Lundin Mining
Canadian copper consolidator sold European zinc mines for $1.4B to BHP-partnership on massive Chilean deposit, rebalancing portfolio toward electrification metals.
Vancouver-based Lundin demonstrates portfolio assembly through serial acquisition, building a 6,195-employee base metals producer from strategic mine purchases. The company's $4.1 billion 2024 revenue (record) comes from geographically dispersed assets: Candelaria and Caserones copper in Chile's Atacama, Chapada gold-silver-copper in Brazil's Goiás, Eagle nickel-copper in Michigan. This is bet-hedging through jurisdiction diversification—political risk in one country doesn't destroy the entire organism.
April 2025's $1.4 billion sale of Neves-Corvo (Portugal) and Zinkgruvan (Sweden) to Boliden demonstrates portfolio pruning as corporate autophagy. Lundin divested European zinc-copper assets to fund the July 2024 Josemaria-Filo del Sol joint venture with BHP—swapping mature European mines for 50% of one of the last decade's largest copper discoveries. The metabolic shift is clear: exit zinc, concentrate on copper.
Record 2024 production of 191,704 tonnes zinc and 158,436 oz gold came from assets subsequently sold or de-emphasized, while copper guidance increased for 2025 from 303,000-330,000 to 319,000-337,000 tonnes. Candelaria produced nearly 100,000 tonnes copper in H2 2024, Caserones delivered 124,761 tonnes—the portfolio's metabolic center is shifting toward energy transition metals as older assets get sold.

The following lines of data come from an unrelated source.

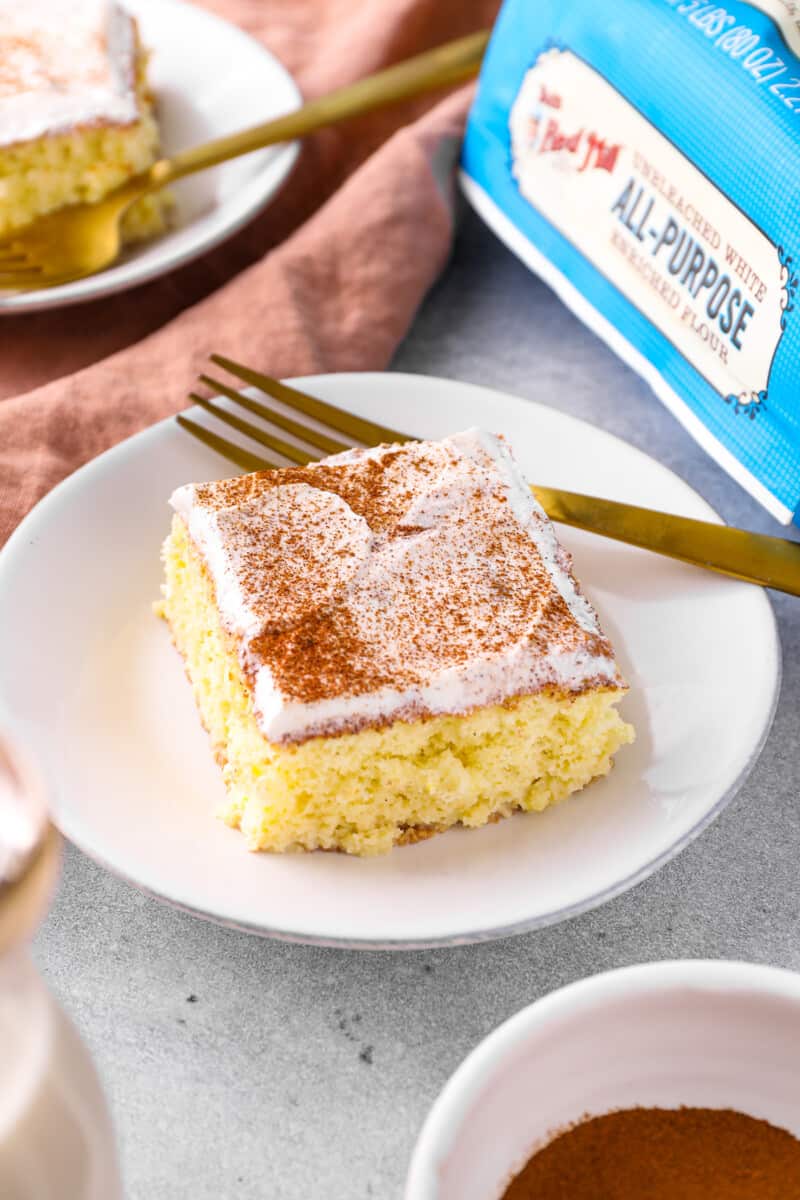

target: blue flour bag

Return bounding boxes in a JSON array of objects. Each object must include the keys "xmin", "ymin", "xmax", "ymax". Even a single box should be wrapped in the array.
[{"xmin": 462, "ymin": 0, "xmax": 800, "ymax": 523}]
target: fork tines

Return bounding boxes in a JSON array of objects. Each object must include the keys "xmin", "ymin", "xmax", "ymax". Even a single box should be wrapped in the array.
[{"xmin": 179, "ymin": 353, "xmax": 411, "ymax": 475}]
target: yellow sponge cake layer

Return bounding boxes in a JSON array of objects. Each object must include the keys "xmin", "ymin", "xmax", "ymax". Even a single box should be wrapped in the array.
[
  {"xmin": 0, "ymin": 113, "xmax": 168, "ymax": 241},
  {"xmin": 160, "ymin": 515, "xmax": 634, "ymax": 856}
]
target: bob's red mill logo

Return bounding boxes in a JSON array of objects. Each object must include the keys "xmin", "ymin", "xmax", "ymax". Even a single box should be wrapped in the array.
[{"xmin": 528, "ymin": 85, "xmax": 622, "ymax": 174}]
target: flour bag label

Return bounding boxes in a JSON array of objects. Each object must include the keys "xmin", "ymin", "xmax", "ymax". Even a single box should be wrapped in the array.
[{"xmin": 463, "ymin": 0, "xmax": 800, "ymax": 522}]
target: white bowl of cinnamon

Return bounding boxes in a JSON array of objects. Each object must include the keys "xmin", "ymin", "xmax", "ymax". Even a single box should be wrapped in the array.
[{"xmin": 405, "ymin": 960, "xmax": 800, "ymax": 1200}]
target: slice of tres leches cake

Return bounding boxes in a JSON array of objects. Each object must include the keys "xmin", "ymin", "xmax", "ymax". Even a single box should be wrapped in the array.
[
  {"xmin": 158, "ymin": 429, "xmax": 634, "ymax": 856},
  {"xmin": 0, "ymin": 0, "xmax": 170, "ymax": 243}
]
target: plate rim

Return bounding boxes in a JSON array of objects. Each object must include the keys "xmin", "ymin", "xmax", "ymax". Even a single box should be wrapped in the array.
[
  {"xmin": 0, "ymin": 0, "xmax": 302, "ymax": 315},
  {"xmin": 0, "ymin": 372, "xmax": 782, "ymax": 949}
]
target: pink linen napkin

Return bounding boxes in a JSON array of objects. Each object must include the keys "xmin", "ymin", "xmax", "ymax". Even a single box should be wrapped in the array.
[{"xmin": 0, "ymin": 0, "xmax": 499, "ymax": 547}]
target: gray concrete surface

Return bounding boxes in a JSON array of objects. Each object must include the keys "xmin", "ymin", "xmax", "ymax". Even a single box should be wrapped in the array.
[{"xmin": 34, "ymin": 207, "xmax": 800, "ymax": 1199}]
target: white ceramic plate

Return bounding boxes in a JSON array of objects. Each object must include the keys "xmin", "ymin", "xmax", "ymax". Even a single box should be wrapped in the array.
[
  {"xmin": 0, "ymin": 0, "xmax": 301, "ymax": 314},
  {"xmin": 0, "ymin": 375, "xmax": 780, "ymax": 947}
]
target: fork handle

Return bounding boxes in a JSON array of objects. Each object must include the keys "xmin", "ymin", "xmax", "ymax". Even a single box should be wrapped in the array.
[
  {"xmin": 533, "ymin": 485, "xmax": 800, "ymax": 596},
  {"xmin": 141, "ymin": 30, "xmax": 490, "ymax": 192}
]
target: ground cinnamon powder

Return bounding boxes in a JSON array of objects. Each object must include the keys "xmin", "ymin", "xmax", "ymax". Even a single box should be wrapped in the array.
[{"xmin": 500, "ymin": 1107, "xmax": 800, "ymax": 1199}]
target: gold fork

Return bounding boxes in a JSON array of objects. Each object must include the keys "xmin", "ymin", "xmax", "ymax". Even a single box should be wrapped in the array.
[
  {"xmin": 0, "ymin": 31, "xmax": 489, "ymax": 291},
  {"xmin": 177, "ymin": 357, "xmax": 800, "ymax": 597}
]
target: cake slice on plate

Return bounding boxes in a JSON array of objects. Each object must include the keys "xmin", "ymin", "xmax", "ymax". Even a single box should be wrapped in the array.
[
  {"xmin": 0, "ymin": 0, "xmax": 170, "ymax": 242},
  {"xmin": 159, "ymin": 429, "xmax": 634, "ymax": 856}
]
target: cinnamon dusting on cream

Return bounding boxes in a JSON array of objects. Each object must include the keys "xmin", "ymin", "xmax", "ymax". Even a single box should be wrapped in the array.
[{"xmin": 170, "ymin": 430, "xmax": 625, "ymax": 743}]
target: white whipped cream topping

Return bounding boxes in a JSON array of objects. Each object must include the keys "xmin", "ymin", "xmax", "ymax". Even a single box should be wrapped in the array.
[
  {"xmin": 183, "ymin": 483, "xmax": 373, "ymax": 641},
  {"xmin": 0, "ymin": 0, "xmax": 139, "ymax": 147},
  {"xmin": 170, "ymin": 429, "xmax": 623, "ymax": 742},
  {"xmin": 328, "ymin": 428, "xmax": 602, "ymax": 635}
]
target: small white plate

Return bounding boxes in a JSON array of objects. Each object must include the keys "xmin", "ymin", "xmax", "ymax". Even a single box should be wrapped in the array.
[
  {"xmin": 0, "ymin": 0, "xmax": 301, "ymax": 314},
  {"xmin": 0, "ymin": 375, "xmax": 781, "ymax": 947}
]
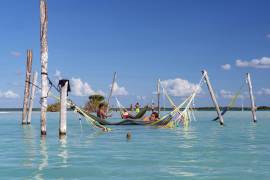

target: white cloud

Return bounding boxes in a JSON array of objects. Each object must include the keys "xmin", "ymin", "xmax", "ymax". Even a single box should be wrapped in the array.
[
  {"xmin": 54, "ymin": 69, "xmax": 62, "ymax": 81},
  {"xmin": 70, "ymin": 78, "xmax": 103, "ymax": 97},
  {"xmin": 220, "ymin": 90, "xmax": 234, "ymax": 99},
  {"xmin": 160, "ymin": 78, "xmax": 202, "ymax": 97},
  {"xmin": 236, "ymin": 57, "xmax": 270, "ymax": 68},
  {"xmin": 111, "ymin": 82, "xmax": 128, "ymax": 96},
  {"xmin": 220, "ymin": 89, "xmax": 245, "ymax": 99},
  {"xmin": 257, "ymin": 88, "xmax": 270, "ymax": 96},
  {"xmin": 0, "ymin": 90, "xmax": 19, "ymax": 99},
  {"xmin": 221, "ymin": 64, "xmax": 231, "ymax": 70},
  {"xmin": 137, "ymin": 95, "xmax": 147, "ymax": 101},
  {"xmin": 10, "ymin": 51, "xmax": 21, "ymax": 58}
]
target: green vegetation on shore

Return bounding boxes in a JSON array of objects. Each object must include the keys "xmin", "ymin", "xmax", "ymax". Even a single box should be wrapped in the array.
[
  {"xmin": 84, "ymin": 94, "xmax": 106, "ymax": 112},
  {"xmin": 1, "ymin": 106, "xmax": 270, "ymax": 112},
  {"xmin": 47, "ymin": 102, "xmax": 61, "ymax": 112}
]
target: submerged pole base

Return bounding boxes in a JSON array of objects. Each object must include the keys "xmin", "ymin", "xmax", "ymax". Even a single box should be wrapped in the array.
[
  {"xmin": 59, "ymin": 132, "xmax": 66, "ymax": 136},
  {"xmin": 41, "ymin": 131, "xmax": 47, "ymax": 136},
  {"xmin": 253, "ymin": 120, "xmax": 257, "ymax": 123},
  {"xmin": 59, "ymin": 133, "xmax": 66, "ymax": 140},
  {"xmin": 22, "ymin": 122, "xmax": 27, "ymax": 125},
  {"xmin": 220, "ymin": 122, "xmax": 224, "ymax": 126},
  {"xmin": 26, "ymin": 122, "xmax": 31, "ymax": 125}
]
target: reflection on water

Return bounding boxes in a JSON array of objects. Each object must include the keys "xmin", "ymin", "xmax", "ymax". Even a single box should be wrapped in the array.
[
  {"xmin": 58, "ymin": 136, "xmax": 68, "ymax": 168},
  {"xmin": 248, "ymin": 123, "xmax": 257, "ymax": 140},
  {"xmin": 167, "ymin": 167, "xmax": 197, "ymax": 177},
  {"xmin": 22, "ymin": 125, "xmax": 36, "ymax": 168},
  {"xmin": 34, "ymin": 136, "xmax": 48, "ymax": 180}
]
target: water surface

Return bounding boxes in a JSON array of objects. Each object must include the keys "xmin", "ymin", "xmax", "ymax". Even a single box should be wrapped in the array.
[{"xmin": 0, "ymin": 111, "xmax": 269, "ymax": 179}]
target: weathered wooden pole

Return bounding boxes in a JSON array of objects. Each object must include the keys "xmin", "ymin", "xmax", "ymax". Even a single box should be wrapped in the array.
[
  {"xmin": 202, "ymin": 70, "xmax": 224, "ymax": 125},
  {"xmin": 22, "ymin": 49, "xmax": 33, "ymax": 125},
  {"xmin": 246, "ymin": 73, "xmax": 257, "ymax": 123},
  {"xmin": 157, "ymin": 79, "xmax": 160, "ymax": 115},
  {"xmin": 59, "ymin": 80, "xmax": 68, "ymax": 136},
  {"xmin": 40, "ymin": 0, "xmax": 49, "ymax": 135},
  {"xmin": 27, "ymin": 71, "xmax": 38, "ymax": 124}
]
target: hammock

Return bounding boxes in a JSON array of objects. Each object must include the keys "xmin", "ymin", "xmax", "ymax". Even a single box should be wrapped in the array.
[
  {"xmin": 89, "ymin": 77, "xmax": 204, "ymax": 128},
  {"xmin": 212, "ymin": 84, "xmax": 244, "ymax": 121},
  {"xmin": 116, "ymin": 98, "xmax": 147, "ymax": 119},
  {"xmin": 86, "ymin": 112, "xmax": 172, "ymax": 126}
]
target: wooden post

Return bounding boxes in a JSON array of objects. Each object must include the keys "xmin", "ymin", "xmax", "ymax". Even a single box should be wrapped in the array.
[
  {"xmin": 22, "ymin": 50, "xmax": 33, "ymax": 125},
  {"xmin": 40, "ymin": 0, "xmax": 48, "ymax": 135},
  {"xmin": 157, "ymin": 79, "xmax": 160, "ymax": 115},
  {"xmin": 246, "ymin": 73, "xmax": 257, "ymax": 123},
  {"xmin": 59, "ymin": 81, "xmax": 68, "ymax": 136},
  {"xmin": 202, "ymin": 70, "xmax": 224, "ymax": 125},
  {"xmin": 27, "ymin": 71, "xmax": 38, "ymax": 124}
]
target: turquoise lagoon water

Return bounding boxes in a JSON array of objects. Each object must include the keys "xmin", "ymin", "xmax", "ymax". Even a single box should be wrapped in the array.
[{"xmin": 0, "ymin": 111, "xmax": 269, "ymax": 179}]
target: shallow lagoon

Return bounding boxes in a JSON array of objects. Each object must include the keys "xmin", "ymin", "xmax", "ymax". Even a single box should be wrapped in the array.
[{"xmin": 0, "ymin": 111, "xmax": 269, "ymax": 179}]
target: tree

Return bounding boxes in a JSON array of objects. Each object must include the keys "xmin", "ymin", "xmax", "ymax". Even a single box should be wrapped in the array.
[
  {"xmin": 47, "ymin": 101, "xmax": 61, "ymax": 112},
  {"xmin": 84, "ymin": 94, "xmax": 106, "ymax": 112}
]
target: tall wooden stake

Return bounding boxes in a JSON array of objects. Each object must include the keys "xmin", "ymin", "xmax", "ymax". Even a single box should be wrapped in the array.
[
  {"xmin": 27, "ymin": 71, "xmax": 38, "ymax": 124},
  {"xmin": 202, "ymin": 70, "xmax": 224, "ymax": 125},
  {"xmin": 246, "ymin": 73, "xmax": 257, "ymax": 123},
  {"xmin": 22, "ymin": 50, "xmax": 33, "ymax": 125},
  {"xmin": 59, "ymin": 81, "xmax": 68, "ymax": 136},
  {"xmin": 40, "ymin": 0, "xmax": 48, "ymax": 135},
  {"xmin": 157, "ymin": 79, "xmax": 160, "ymax": 115}
]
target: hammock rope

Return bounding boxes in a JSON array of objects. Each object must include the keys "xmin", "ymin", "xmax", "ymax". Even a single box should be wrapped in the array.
[
  {"xmin": 49, "ymin": 92, "xmax": 111, "ymax": 132},
  {"xmin": 107, "ymin": 72, "xmax": 117, "ymax": 112},
  {"xmin": 212, "ymin": 83, "xmax": 245, "ymax": 121},
  {"xmin": 156, "ymin": 74, "xmax": 206, "ymax": 128},
  {"xmin": 27, "ymin": 78, "xmax": 111, "ymax": 132}
]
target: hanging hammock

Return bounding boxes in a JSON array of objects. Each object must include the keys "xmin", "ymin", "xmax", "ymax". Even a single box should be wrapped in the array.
[
  {"xmin": 89, "ymin": 75, "xmax": 205, "ymax": 128},
  {"xmin": 86, "ymin": 111, "xmax": 173, "ymax": 126},
  {"xmin": 116, "ymin": 97, "xmax": 148, "ymax": 119},
  {"xmin": 158, "ymin": 74, "xmax": 205, "ymax": 127},
  {"xmin": 212, "ymin": 83, "xmax": 245, "ymax": 121}
]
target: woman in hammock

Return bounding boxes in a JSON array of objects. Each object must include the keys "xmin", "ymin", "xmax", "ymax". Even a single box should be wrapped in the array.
[
  {"xmin": 97, "ymin": 103, "xmax": 111, "ymax": 119},
  {"xmin": 143, "ymin": 112, "xmax": 159, "ymax": 122},
  {"xmin": 121, "ymin": 109, "xmax": 130, "ymax": 119}
]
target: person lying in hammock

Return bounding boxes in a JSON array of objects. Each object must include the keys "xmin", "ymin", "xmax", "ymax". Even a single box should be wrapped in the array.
[
  {"xmin": 135, "ymin": 102, "xmax": 140, "ymax": 113},
  {"xmin": 121, "ymin": 109, "xmax": 130, "ymax": 119},
  {"xmin": 143, "ymin": 112, "xmax": 159, "ymax": 122},
  {"xmin": 97, "ymin": 103, "xmax": 112, "ymax": 119}
]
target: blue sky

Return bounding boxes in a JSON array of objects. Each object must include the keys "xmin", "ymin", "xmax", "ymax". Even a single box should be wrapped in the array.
[{"xmin": 0, "ymin": 0, "xmax": 269, "ymax": 108}]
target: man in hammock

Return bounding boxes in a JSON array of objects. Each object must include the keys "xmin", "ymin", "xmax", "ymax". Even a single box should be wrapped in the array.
[{"xmin": 97, "ymin": 103, "xmax": 112, "ymax": 119}]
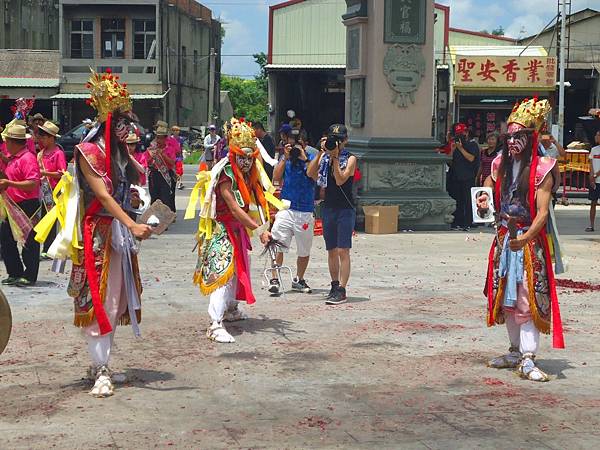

The BHP joint venture demonstrates coalition formation for capital-intensive projects beyond solo capacity. Filo del Sol's size required partnering with a $146 billion partner, creating shared investment risk on a deposit extending beyond 2050. Q3 2025's $1 billion revenue and $383 million operating cash flow show the company's resource allocation working: sell non-core, buy copper-growth, optimize remaining assets.